Notícias circulantes ainda versam insistentemente sobre a crise, suas causas e efeitos. Ela continua sendo maquiavelicamente considerada pela mídia como uma exclusividade brasileira embora a retração econômica seja mundial. As causas importadas e nacionalizadas foram atribuídas à falácia do “desgoverno” e da “corrupção sistêmica” recente restrita aos últimos anos, como se nunca existira.
A crise é mundial e disseminada aos quatro ventos (e porque não estaria no Brasil?). Sua origem data de 2008 e persiste até o momento como resultado da globalização dos mercados financeiros, da bolha inflacionária imobiliária americana e das supervalorizações das ações nas bolsas de conglomerados assim como dos financiamentos irresponsáveis e a quebra de bancos internacionais exigindo a intervenções governamentais evitando o colapso do sistema financeiro e a recessão, gerando “déficits”públicos americanos oriundos desses gastos excessivos, com a falência bancaria (Lehman Brothers-2000).
Em 2011, analistas já vislumbravam uma evidente desaceleração das atividades econômicas em vários países desenvolvidos embora o Brasil ainda se encontrasse beneficiado pela demanda interna (redenção dos pobres). Diversos países deveriam ajustar suas contas por “enxugando” dos gastos, diminuindo benefícios sociais, aumentando a arrecadação e elevação dos impostos, medidas essas impopulares que não foram levadas a efeito. O desemprego na Espanha, Portugal e Itália, prejuízos nos bancos europeus pela ajuda financeira a Grécia, Irlanda, Portugal, Espanha, Chipre, e outros, protestos contra a perda dos direitos sociais conquistados na França, e a perda de empregos por conta dos imigrantes foram consequências sem o destaque necessário.

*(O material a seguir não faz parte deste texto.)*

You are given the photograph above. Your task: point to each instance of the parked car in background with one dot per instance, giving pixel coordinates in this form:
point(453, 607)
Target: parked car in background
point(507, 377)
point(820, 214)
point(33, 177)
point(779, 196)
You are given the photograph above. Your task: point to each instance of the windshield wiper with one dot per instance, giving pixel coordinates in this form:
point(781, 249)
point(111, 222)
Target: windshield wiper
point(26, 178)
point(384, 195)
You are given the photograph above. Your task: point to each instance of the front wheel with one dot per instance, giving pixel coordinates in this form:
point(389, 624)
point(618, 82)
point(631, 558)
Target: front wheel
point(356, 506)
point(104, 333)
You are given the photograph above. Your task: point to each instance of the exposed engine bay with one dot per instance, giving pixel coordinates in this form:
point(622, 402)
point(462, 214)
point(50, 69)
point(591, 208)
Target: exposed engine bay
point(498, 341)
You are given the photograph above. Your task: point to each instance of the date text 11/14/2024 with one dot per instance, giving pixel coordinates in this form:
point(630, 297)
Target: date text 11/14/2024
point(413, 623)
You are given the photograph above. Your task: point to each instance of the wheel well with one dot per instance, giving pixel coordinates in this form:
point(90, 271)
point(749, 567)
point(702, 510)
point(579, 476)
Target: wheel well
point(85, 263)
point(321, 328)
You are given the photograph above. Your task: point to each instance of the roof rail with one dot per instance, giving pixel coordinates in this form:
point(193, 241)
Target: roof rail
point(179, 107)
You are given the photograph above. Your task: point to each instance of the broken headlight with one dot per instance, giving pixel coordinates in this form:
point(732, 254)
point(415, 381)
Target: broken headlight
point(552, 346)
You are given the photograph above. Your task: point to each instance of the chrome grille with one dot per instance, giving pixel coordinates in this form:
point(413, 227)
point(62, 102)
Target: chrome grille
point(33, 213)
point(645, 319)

No Brasil o reflexo dessa crise veio na forma da repatriação dos investimentos especulativos e a consequente alta do dólar. Essa recessão estrangeira imprimiu a falta de crédito para as exportações nacionais, afetando as empresas dependentes de faturamento externo levando a contenção de despesas, cortes de postos de trabalho, e redução na produção, gerando efeito cascata para as demais empresas fornecedoras. Alguns economistas, cientistas políticos e parlamentares mal intencionados, e leigos desinformados insistem em afirmar que a crise é fruto de “desgoverno” ou a exclusividade de um partido “endemonizado”, e que o imaginário popular ficará indefinidamente acreditando nesse enredo inconsistente.
Trocar o bem estar social pela política de austeridade faz parte da receita e “estratégia liberalizante” dominante no mundo, que visa o estado-capital, um estado submisso às condicionantes do mercado e do capital especulativo onde o dinheiro e o lucro prevalecem sobre o trabalho e suas relações sociais.

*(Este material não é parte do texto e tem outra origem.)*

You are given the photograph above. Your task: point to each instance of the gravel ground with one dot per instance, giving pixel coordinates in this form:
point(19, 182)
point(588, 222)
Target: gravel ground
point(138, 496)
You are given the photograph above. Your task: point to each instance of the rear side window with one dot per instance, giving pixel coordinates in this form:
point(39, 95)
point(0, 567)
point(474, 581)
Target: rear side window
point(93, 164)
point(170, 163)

Não é por menos que a “nova antiga ordem” do governo interino tupiniquim prega o controle dos gastos por meio de valores de referência, propondo a redução nas destinações orçamentárias para as áreas sociais, a educação e a saúde, e mudanças na aposentadoria estabelecendo idades em que os trabalhadores contribuirão até a morte, nas leis trabalhistas com uma “flexibilização” dos acordos, onde inexoravelmente prevalecerão as decisões patronais. O mercado e os bancos agradecem!
Os efeitos apenas respondem ao estado natural dos acontecimentos. O dissentimento político pelo Congresso quanto às necessidades da aprovação das ações governamentais, atrasando as agendas, incluindo pautas bombas; o dissenso dos partidos políticos, a má fé e o conluio com propinas divulgadas pela mídia cooptada aliada aos anseios de uma oposição frustrada, a paralisação de grandes obras, foram fatores cruciais para se produzir uma crise. A expectativa de crise futura inexiste, pois se acredita que a simples troca no comando governamental, promessas e atitudes pífias são medidas suficientes para a volta da credibilidade.
Lembremo-nos no “déja vú” da convocação dos cidadãos para fiscalizarem preços congelados (Sarney-1968), quando se esqueceram de avisar aos bancos, às indústrias e aos comércios que deveriam colaborar com o plano. Os produtos sumiram do mercado, forjou-se uma crise de desabastecimento e produção, acabou-se o crédito, aumentou a inflação e a carestia. O momento é outro, mas assemelhado. Os responsáveis pelo fracasso daquele plano ainda estão entre nós, ditando as regras do jogo e por um bom tempo o povo acreditará.